Consequently, employment-related immigration law compliance may assume greater importance for both buyers and sellers, such as an increased focus on historical and present compliance during due diligence—particularly for businesses that employ non-immigrant workers through federally managed programs—and greater use by buyers of forward-looking protections, like indemnities and special escrows.
Due diligence should take a broader view of immigration law compliance, including a more in-depth focus on previous government enforcement, such as audit, investigations, and raids. “Red flags” to note and account for include: paper violations (i.e., failing to collect, maintain, and/or correct Forms I-9); failing to participate in E-Verify if required; and/or a history of USCIS audits or ICE raids.
Joint Employment Issues
During the first Trump Administration, the Department of Labor promulgated a final rule and related regulations that raised the bar for whether two or more companies are considered joint employers under the Fair Labor Standards Act (essentially, a “direct control” test), which previously had not been changed in over 60 years.

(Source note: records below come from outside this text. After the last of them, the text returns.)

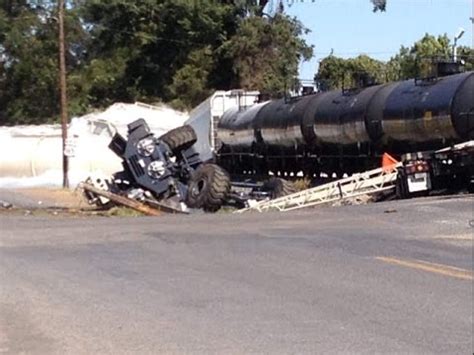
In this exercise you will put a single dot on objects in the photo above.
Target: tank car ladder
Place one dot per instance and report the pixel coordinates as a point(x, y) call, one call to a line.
point(366, 183)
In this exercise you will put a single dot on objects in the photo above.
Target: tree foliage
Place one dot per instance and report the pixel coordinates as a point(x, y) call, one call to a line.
point(177, 51)
point(266, 53)
point(416, 61)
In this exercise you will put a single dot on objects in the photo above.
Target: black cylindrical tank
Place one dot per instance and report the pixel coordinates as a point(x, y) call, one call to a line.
point(423, 111)
point(236, 128)
point(340, 116)
point(280, 122)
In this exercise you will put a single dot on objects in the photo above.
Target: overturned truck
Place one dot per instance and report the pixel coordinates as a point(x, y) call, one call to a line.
point(164, 170)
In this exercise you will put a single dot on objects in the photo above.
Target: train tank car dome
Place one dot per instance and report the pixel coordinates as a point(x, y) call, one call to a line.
point(280, 122)
point(236, 126)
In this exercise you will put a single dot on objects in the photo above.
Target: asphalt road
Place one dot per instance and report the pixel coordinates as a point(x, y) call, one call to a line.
point(388, 277)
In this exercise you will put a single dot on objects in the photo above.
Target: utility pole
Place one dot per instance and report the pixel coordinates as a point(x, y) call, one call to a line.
point(472, 25)
point(62, 89)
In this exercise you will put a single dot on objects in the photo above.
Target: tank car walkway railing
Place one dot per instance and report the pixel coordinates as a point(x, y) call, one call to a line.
point(366, 183)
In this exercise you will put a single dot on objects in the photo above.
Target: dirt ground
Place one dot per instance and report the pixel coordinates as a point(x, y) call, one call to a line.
point(33, 199)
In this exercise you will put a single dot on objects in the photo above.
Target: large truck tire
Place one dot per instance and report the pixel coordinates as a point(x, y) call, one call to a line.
point(180, 138)
point(278, 187)
point(208, 188)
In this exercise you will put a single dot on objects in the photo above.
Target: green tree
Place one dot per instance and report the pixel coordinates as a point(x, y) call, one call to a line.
point(28, 60)
point(337, 73)
point(266, 53)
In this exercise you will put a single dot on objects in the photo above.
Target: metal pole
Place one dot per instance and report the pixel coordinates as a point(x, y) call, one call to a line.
point(62, 88)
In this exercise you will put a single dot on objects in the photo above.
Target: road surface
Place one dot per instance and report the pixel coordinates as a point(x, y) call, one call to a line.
point(386, 277)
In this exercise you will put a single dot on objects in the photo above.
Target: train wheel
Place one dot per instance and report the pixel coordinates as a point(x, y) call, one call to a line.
point(180, 138)
point(208, 188)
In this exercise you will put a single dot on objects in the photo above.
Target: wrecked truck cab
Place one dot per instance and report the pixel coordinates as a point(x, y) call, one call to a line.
point(167, 169)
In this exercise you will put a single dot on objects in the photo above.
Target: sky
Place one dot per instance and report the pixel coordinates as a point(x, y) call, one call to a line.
point(350, 27)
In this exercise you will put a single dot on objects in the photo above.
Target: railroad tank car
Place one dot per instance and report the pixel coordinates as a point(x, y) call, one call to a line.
point(348, 130)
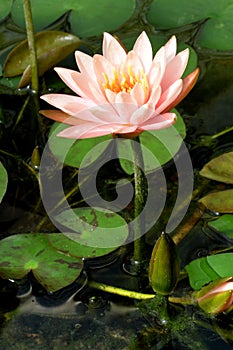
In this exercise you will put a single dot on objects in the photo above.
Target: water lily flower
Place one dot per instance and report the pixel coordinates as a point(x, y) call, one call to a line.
point(122, 92)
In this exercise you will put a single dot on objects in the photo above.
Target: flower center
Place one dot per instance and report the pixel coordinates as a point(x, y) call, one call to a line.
point(125, 80)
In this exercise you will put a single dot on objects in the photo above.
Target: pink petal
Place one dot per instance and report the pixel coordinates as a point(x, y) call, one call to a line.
point(143, 49)
point(188, 84)
point(175, 69)
point(80, 84)
point(138, 94)
point(112, 50)
point(169, 96)
point(72, 105)
point(159, 122)
point(125, 106)
point(60, 116)
point(170, 49)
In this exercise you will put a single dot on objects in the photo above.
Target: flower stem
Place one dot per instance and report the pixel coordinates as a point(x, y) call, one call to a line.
point(139, 201)
point(119, 291)
point(31, 44)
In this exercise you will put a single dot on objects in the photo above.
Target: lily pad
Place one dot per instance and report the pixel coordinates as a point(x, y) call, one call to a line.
point(44, 12)
point(204, 270)
point(22, 253)
point(224, 224)
point(158, 147)
point(5, 7)
point(68, 245)
point(220, 168)
point(94, 228)
point(215, 33)
point(221, 202)
point(90, 18)
point(52, 47)
point(72, 152)
point(3, 181)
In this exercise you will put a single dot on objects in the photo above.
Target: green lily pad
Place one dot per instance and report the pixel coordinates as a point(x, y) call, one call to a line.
point(221, 202)
point(69, 245)
point(72, 152)
point(5, 7)
point(44, 12)
point(52, 47)
point(90, 18)
point(220, 168)
point(87, 17)
point(22, 253)
point(94, 228)
point(204, 270)
point(3, 181)
point(215, 33)
point(158, 147)
point(224, 224)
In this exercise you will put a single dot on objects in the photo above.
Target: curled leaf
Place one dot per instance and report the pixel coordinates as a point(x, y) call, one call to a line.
point(51, 47)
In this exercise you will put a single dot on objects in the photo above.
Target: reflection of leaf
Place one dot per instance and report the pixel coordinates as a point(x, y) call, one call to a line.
point(52, 47)
point(93, 227)
point(204, 270)
point(72, 152)
point(160, 146)
point(3, 181)
point(220, 168)
point(221, 201)
point(224, 224)
point(216, 33)
point(22, 253)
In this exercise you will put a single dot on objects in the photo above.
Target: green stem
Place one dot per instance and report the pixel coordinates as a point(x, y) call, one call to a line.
point(139, 201)
point(31, 44)
point(120, 291)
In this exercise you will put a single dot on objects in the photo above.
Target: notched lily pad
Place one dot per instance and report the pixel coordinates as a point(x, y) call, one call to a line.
point(94, 228)
point(22, 253)
point(221, 202)
point(224, 224)
point(210, 268)
point(52, 47)
point(3, 181)
point(220, 168)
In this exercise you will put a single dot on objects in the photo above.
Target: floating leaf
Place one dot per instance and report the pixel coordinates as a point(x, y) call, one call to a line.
point(5, 7)
point(204, 270)
point(52, 47)
point(220, 168)
point(22, 253)
point(90, 18)
point(44, 12)
point(69, 245)
point(224, 224)
point(72, 152)
point(221, 202)
point(158, 147)
point(94, 228)
point(3, 181)
point(215, 33)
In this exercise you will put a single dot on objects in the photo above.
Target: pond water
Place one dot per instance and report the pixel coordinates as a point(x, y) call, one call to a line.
point(79, 315)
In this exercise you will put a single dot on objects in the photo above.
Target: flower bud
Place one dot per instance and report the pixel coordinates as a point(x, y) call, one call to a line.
point(164, 265)
point(217, 296)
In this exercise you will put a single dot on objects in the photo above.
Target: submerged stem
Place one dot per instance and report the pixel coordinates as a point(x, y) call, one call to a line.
point(31, 44)
point(139, 201)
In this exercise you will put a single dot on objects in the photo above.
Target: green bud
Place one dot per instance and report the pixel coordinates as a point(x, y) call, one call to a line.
point(217, 296)
point(164, 266)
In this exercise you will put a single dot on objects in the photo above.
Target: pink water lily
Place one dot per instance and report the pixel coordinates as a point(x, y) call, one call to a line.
point(120, 92)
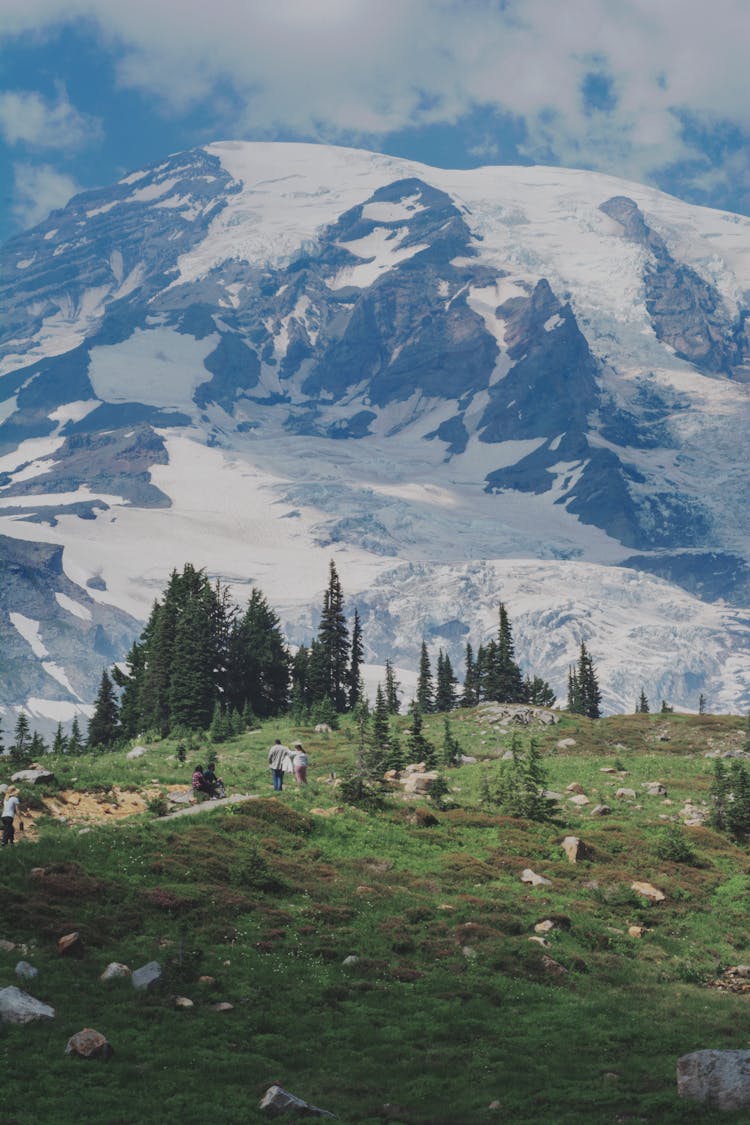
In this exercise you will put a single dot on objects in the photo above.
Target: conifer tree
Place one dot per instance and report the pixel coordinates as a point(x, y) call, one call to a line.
point(334, 642)
point(445, 684)
point(470, 694)
point(357, 656)
point(392, 690)
point(419, 748)
point(104, 728)
point(21, 736)
point(75, 739)
point(425, 698)
point(451, 745)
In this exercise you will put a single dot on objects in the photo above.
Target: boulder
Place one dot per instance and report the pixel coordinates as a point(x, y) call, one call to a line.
point(89, 1044)
point(575, 849)
point(71, 945)
point(34, 776)
point(18, 1007)
point(278, 1103)
point(530, 876)
point(647, 891)
point(115, 971)
point(716, 1078)
point(146, 977)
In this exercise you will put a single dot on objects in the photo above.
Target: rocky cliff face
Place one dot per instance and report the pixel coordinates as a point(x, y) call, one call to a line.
point(252, 356)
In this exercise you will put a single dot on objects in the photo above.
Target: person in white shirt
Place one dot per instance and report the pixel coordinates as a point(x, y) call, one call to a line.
point(300, 763)
point(10, 810)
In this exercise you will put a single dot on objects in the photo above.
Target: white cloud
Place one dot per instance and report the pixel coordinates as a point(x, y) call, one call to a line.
point(339, 69)
point(38, 189)
point(28, 118)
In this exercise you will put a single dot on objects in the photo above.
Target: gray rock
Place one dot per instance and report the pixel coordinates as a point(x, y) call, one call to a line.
point(530, 876)
point(18, 1007)
point(277, 1103)
point(33, 776)
point(716, 1078)
point(115, 971)
point(146, 977)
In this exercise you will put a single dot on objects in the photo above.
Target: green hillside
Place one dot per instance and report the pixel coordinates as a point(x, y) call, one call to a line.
point(450, 1015)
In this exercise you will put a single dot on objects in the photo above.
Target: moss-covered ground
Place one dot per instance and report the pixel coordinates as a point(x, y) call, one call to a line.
point(450, 1015)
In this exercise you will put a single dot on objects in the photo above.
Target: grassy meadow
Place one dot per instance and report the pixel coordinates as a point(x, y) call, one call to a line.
point(450, 1015)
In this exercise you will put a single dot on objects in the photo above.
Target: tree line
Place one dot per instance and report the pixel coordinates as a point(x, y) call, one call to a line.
point(202, 663)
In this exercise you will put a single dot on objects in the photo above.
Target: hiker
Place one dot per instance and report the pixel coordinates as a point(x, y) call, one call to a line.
point(10, 809)
point(299, 763)
point(199, 784)
point(279, 758)
point(215, 784)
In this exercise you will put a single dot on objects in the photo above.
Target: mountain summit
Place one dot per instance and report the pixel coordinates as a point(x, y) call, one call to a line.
point(516, 384)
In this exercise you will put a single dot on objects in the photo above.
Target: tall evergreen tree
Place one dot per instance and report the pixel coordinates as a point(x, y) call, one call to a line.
point(470, 694)
point(425, 695)
point(334, 642)
point(445, 684)
point(392, 690)
point(584, 694)
point(355, 658)
point(104, 728)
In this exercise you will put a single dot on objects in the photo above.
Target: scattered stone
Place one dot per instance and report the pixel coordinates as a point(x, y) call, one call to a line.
point(575, 849)
point(146, 977)
point(647, 891)
point(18, 1007)
point(553, 966)
point(530, 876)
point(89, 1044)
point(34, 776)
point(71, 945)
point(716, 1078)
point(115, 971)
point(277, 1101)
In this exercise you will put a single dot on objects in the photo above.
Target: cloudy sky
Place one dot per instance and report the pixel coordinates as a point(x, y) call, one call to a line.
point(652, 90)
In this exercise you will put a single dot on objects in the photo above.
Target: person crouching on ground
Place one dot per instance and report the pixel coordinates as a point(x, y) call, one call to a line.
point(279, 757)
point(10, 810)
point(300, 763)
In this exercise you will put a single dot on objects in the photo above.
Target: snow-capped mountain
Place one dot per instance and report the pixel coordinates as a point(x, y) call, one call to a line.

While the Biden Administration rescinded this rule (returning to the prior “indirect/potential control” test), the second Trump Administration may revisit this standard.
These shifts in joint employment standards have occurred at a time when companies have been making increased use of joint ventures, strategic alliances, and other M&A-adjacent structures to promote growth while managing risk. The trend is already expected to grow in the next few years due to existing economic trends, and the anticipated moves from the second Trump Administration would likely fuel such growth even more.
A change in the applicable joint employment test is likely to increase liability risks in M&A by broadening responsibility for compliance and apportionment and liabilities. Going forward, when deciding on deal structures and assessing joint employment risk, employers should be mindful of current joint employment standards but also recognize that any such standards may not remain in place long-term. A comprehensive consideration of risk would take into account both Trump-era and Biden-era standards.
Next steps for employers
Although uncertainty predominates, employers—particularly those involved in M&A transactions—should closely monitor policy shifts and proactively assess workforce risks and state law compliance, as the evolving legal landscape may significantly impact post-deal integration and liability. Since regulatory and legislative priorities often shift with changes in political leadership, employment issues that may seem lower-risk today could once again become higher-risk issues in as few as two years.
Therefore, employers, particularly those preparing for, or in the process of, a business transaction would be wise to keep one eye on compliance with current developments and the other eye on compliance with previously longstanding requirements and expectations.